Кошек к тому моменту в Ленинграде не осталось. Ни одной. Их съели в декабре и январе, когда норма хлеба для служащих упала до ста двадцати пяти граммов, и этот кусок, похожий на слежавшуюся глину с вкраплениями целлюлозы, казался богатством. Сначала ловили дворовых — тех, что ещё метались у помойных ям. Потом настала очередь домашних.
У Антонины Петровны соседка по коммуналке, тётя Глаша, съела своих канареек ещё в ноябре. А в декабре подкараулила голубя на карнизе, сбила палкой и сварила похлёбку. В январе она пришла к Антонине и просила отдать Ваську — рыжего, наглого котяру, который ловил крыс даже в самые страшные дни.
— Ты чего его держишь? — говорила тётя Глаша, заглядывая в комнату и косясь на кота, который сидел на подоконнике и равнодушно щурился на гостью. — Его ж все равно отловят. Да и кормить его нечем. А у меня Катенька совсем слабая, ей бульон нужен. Хоть какой. Ты пойми, я ж не себе. Ребёнку.
— У тебя Катенька на той неделе умерла, — отвечала Антонина и загораживала кота. — Ты сама санки с ней везла до Пискарёвки. Я видела.

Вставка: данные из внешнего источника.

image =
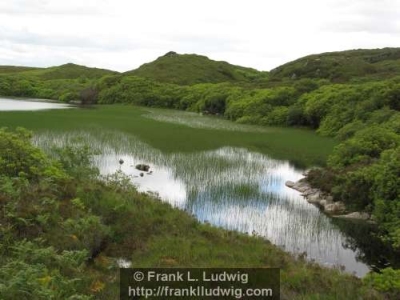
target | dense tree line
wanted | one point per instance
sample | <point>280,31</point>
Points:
<point>364,116</point>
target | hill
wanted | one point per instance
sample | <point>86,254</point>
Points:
<point>189,69</point>
<point>343,66</point>
<point>15,69</point>
<point>66,71</point>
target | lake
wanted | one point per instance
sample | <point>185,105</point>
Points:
<point>229,175</point>
<point>23,105</point>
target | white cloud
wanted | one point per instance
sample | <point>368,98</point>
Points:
<point>123,34</point>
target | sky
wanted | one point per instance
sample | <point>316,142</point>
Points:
<point>121,35</point>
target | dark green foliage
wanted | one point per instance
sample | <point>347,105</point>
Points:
<point>60,240</point>
<point>353,96</point>
<point>342,66</point>
<point>189,69</point>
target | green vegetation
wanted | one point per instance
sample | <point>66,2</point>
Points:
<point>344,66</point>
<point>189,69</point>
<point>63,228</point>
<point>280,143</point>
<point>352,96</point>
<point>64,83</point>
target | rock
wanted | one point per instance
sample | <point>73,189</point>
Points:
<point>314,199</point>
<point>335,207</point>
<point>143,167</point>
<point>310,192</point>
<point>356,216</point>
<point>289,183</point>
<point>329,199</point>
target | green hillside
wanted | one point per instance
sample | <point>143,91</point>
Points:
<point>188,69</point>
<point>15,69</point>
<point>72,71</point>
<point>66,71</point>
<point>343,66</point>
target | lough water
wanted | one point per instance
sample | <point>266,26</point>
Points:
<point>23,105</point>
<point>233,188</point>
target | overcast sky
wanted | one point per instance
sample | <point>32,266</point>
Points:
<point>123,34</point>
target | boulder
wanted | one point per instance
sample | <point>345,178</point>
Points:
<point>314,199</point>
<point>289,183</point>
<point>335,207</point>
<point>356,216</point>
<point>143,167</point>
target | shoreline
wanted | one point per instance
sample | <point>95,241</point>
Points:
<point>326,202</point>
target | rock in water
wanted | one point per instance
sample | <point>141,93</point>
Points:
<point>143,167</point>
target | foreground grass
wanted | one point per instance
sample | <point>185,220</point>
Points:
<point>302,147</point>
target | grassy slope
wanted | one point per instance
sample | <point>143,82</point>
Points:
<point>304,147</point>
<point>66,71</point>
<point>188,69</point>
<point>134,226</point>
<point>343,66</point>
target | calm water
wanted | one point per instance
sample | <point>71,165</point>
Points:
<point>229,187</point>
<point>232,188</point>
<point>20,105</point>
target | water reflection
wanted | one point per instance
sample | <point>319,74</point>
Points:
<point>21,105</point>
<point>228,187</point>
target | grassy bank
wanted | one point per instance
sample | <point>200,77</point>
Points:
<point>302,147</point>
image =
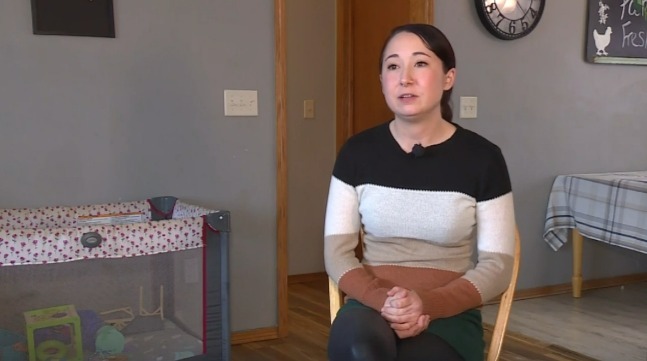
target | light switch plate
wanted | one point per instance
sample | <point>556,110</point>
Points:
<point>240,103</point>
<point>309,109</point>
<point>468,107</point>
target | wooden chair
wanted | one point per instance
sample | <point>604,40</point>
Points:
<point>503,314</point>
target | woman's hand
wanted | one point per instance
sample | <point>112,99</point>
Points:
<point>402,306</point>
<point>403,310</point>
<point>403,331</point>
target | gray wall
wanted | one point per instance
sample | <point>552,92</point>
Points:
<point>93,120</point>
<point>551,113</point>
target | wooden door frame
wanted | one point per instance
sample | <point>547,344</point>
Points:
<point>280,63</point>
<point>280,88</point>
<point>421,11</point>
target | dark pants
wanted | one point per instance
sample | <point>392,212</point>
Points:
<point>361,334</point>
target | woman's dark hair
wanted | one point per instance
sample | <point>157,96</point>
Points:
<point>437,42</point>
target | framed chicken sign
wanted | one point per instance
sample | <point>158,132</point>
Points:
<point>617,32</point>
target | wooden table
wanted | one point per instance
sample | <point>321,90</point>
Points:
<point>607,207</point>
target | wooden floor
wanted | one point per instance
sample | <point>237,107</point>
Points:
<point>607,324</point>
<point>308,335</point>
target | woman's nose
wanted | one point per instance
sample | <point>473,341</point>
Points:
<point>405,79</point>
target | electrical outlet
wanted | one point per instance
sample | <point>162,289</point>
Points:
<point>308,109</point>
<point>240,103</point>
<point>468,107</point>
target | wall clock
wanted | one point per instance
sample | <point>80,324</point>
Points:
<point>510,19</point>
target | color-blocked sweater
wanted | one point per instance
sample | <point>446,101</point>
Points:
<point>422,217</point>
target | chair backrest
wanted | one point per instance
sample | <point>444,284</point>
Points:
<point>503,314</point>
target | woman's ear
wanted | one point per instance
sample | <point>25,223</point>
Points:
<point>450,78</point>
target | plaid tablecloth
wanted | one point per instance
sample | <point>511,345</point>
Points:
<point>608,207</point>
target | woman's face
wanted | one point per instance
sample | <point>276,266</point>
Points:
<point>413,79</point>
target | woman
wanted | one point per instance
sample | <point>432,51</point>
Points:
<point>424,193</point>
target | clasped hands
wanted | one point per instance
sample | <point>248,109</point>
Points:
<point>403,310</point>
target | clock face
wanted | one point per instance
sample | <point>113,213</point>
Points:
<point>510,19</point>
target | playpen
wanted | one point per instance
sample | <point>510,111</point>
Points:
<point>129,281</point>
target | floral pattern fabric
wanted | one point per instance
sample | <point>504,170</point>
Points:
<point>51,235</point>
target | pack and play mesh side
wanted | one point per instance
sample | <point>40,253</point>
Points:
<point>152,290</point>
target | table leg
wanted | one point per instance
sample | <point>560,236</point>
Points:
<point>577,263</point>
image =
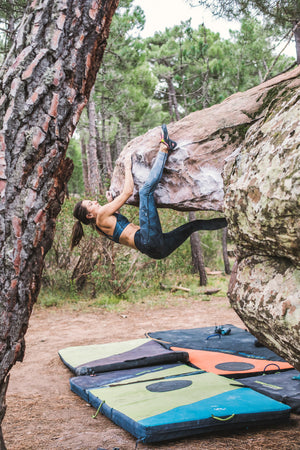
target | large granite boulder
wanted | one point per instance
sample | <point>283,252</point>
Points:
<point>262,204</point>
<point>248,147</point>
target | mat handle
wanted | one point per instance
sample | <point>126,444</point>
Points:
<point>213,335</point>
<point>272,364</point>
<point>223,419</point>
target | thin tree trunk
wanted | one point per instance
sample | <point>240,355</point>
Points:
<point>225,253</point>
<point>109,166</point>
<point>296,31</point>
<point>197,254</point>
<point>84,166</point>
<point>93,169</point>
<point>45,84</point>
<point>173,99</point>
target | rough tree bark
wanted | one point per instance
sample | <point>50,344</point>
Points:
<point>85,173</point>
<point>45,84</point>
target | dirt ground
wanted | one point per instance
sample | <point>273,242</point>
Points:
<point>44,414</point>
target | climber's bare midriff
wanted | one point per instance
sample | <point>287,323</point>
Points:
<point>127,235</point>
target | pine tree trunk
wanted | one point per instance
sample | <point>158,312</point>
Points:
<point>93,169</point>
<point>297,41</point>
<point>225,253</point>
<point>84,166</point>
<point>197,254</point>
<point>173,99</point>
<point>45,84</point>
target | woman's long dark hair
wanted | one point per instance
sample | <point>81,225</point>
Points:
<point>80,213</point>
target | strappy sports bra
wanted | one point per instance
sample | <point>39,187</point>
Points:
<point>121,224</point>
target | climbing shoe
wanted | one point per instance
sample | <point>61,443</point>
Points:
<point>171,145</point>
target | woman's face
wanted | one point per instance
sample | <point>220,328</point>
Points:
<point>92,207</point>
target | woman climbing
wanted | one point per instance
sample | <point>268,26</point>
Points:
<point>148,238</point>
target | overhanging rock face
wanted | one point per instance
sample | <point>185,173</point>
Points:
<point>249,148</point>
<point>262,204</point>
<point>192,178</point>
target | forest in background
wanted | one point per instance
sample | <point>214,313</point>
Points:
<point>141,84</point>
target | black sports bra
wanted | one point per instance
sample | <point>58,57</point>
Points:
<point>121,224</point>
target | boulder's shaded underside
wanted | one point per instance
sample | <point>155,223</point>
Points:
<point>242,157</point>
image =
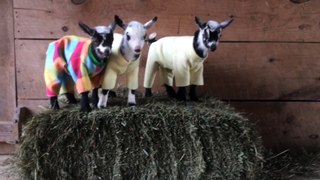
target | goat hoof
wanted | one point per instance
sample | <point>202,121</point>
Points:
<point>55,107</point>
<point>181,98</point>
<point>148,92</point>
<point>195,99</point>
<point>85,109</point>
<point>131,104</point>
<point>112,94</point>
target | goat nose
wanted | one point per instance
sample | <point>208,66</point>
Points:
<point>137,50</point>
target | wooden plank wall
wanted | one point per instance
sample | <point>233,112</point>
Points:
<point>267,65</point>
<point>8,124</point>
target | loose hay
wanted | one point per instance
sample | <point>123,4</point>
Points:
<point>158,139</point>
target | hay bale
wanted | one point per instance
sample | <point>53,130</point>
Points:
<point>159,139</point>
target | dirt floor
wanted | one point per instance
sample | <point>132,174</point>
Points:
<point>6,170</point>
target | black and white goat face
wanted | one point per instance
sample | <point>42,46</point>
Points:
<point>210,32</point>
<point>102,38</point>
<point>135,34</point>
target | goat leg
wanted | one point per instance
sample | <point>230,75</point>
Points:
<point>181,95</point>
<point>95,97</point>
<point>71,98</point>
<point>84,102</point>
<point>193,93</point>
<point>148,92</point>
<point>54,104</point>
<point>170,91</point>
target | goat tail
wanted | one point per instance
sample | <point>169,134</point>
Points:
<point>152,38</point>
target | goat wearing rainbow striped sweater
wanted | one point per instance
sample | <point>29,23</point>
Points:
<point>78,61</point>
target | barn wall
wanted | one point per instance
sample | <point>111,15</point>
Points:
<point>267,64</point>
<point>8,124</point>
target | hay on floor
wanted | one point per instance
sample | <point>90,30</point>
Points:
<point>158,139</point>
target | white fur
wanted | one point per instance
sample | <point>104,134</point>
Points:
<point>131,98</point>
<point>130,48</point>
<point>176,57</point>
<point>103,99</point>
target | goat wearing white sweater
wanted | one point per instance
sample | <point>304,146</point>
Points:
<point>182,57</point>
<point>125,58</point>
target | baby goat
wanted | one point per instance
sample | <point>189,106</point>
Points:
<point>182,57</point>
<point>125,59</point>
<point>77,61</point>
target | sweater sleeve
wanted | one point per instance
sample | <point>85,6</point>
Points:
<point>83,81</point>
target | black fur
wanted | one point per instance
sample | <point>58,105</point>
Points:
<point>95,97</point>
<point>54,103</point>
<point>196,47</point>
<point>84,102</point>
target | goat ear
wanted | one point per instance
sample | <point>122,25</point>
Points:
<point>226,23</point>
<point>86,28</point>
<point>113,25</point>
<point>119,22</point>
<point>148,24</point>
<point>199,23</point>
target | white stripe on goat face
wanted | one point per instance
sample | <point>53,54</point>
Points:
<point>104,48</point>
<point>135,35</point>
<point>212,35</point>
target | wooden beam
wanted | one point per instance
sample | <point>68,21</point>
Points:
<point>236,71</point>
<point>8,127</point>
<point>271,20</point>
<point>285,125</point>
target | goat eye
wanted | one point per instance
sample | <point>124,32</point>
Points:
<point>128,37</point>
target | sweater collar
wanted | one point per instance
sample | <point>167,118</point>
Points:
<point>94,60</point>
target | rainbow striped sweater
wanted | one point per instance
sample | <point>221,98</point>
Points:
<point>69,62</point>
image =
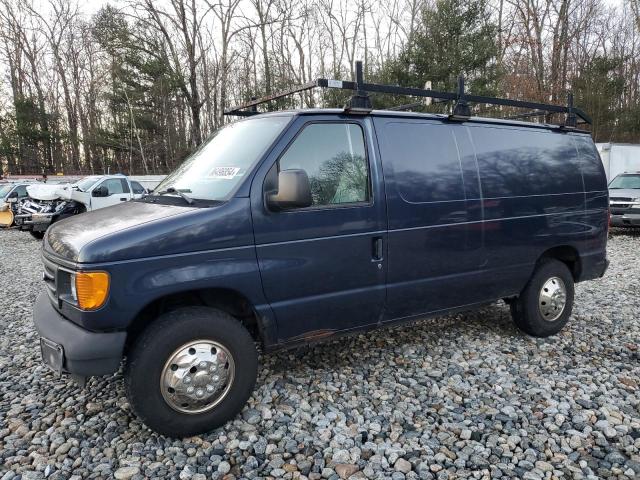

Тётя Глаша не смущалась. Стояла в дверях Антонининой комнаты, тяжёлая, в трёх кофтах и мужском ватнике, перетянутая шалью, и смотрела на кота с тем же выражением, с каким, наверное, волк смотрит на зайца зимой.
— Не отдавай, — сказал из угла Павлик, сын Антонины, которому было четырнадцать, а выглядел он на девять — руки-верёвки, лицо старичка, кожа серая, как газетная бумага. — Я, если надо, сам с ним поделюсь. Мою пайку пополам разломим. Он нам крыс ловит. А без него нас крысы сожрут.
— Крысы, — фыркнула тётя Глаша. — Крысы тоже мясо. Ты бы, дура, крыс ловила да варила. Крысиное мясо чистое, они ж жрут со складов. Жирное мясо.
— Вот и лови сама, — сказала Антонина. — А Ваську не тронь. Пошла вон.
Тётя Глаша ушла, но Антонина знала, что она вернётся. И действительно, через неделю кот пропал. Просто не пришёл с обхода своей территории, он каждый вечер обходил квартиру, подвал, лестницу, проверял, не пролезли ли где серые гости. Антонина ждала его до ночи, а утром пошла к тёте Глаше и увидела на плите кастрюлю с мутным варевом и рыжий клок шерсти на полу. Она ничего не сказала, потому что говорить было не с кем. Перед ней стояло существо, которое больше не было её соседкой, такой же, как она, измученной женщиной с дикими глазами. Это был просто голод, принявший человеческую форму и научившийся застёгивать ватник на пуговицы.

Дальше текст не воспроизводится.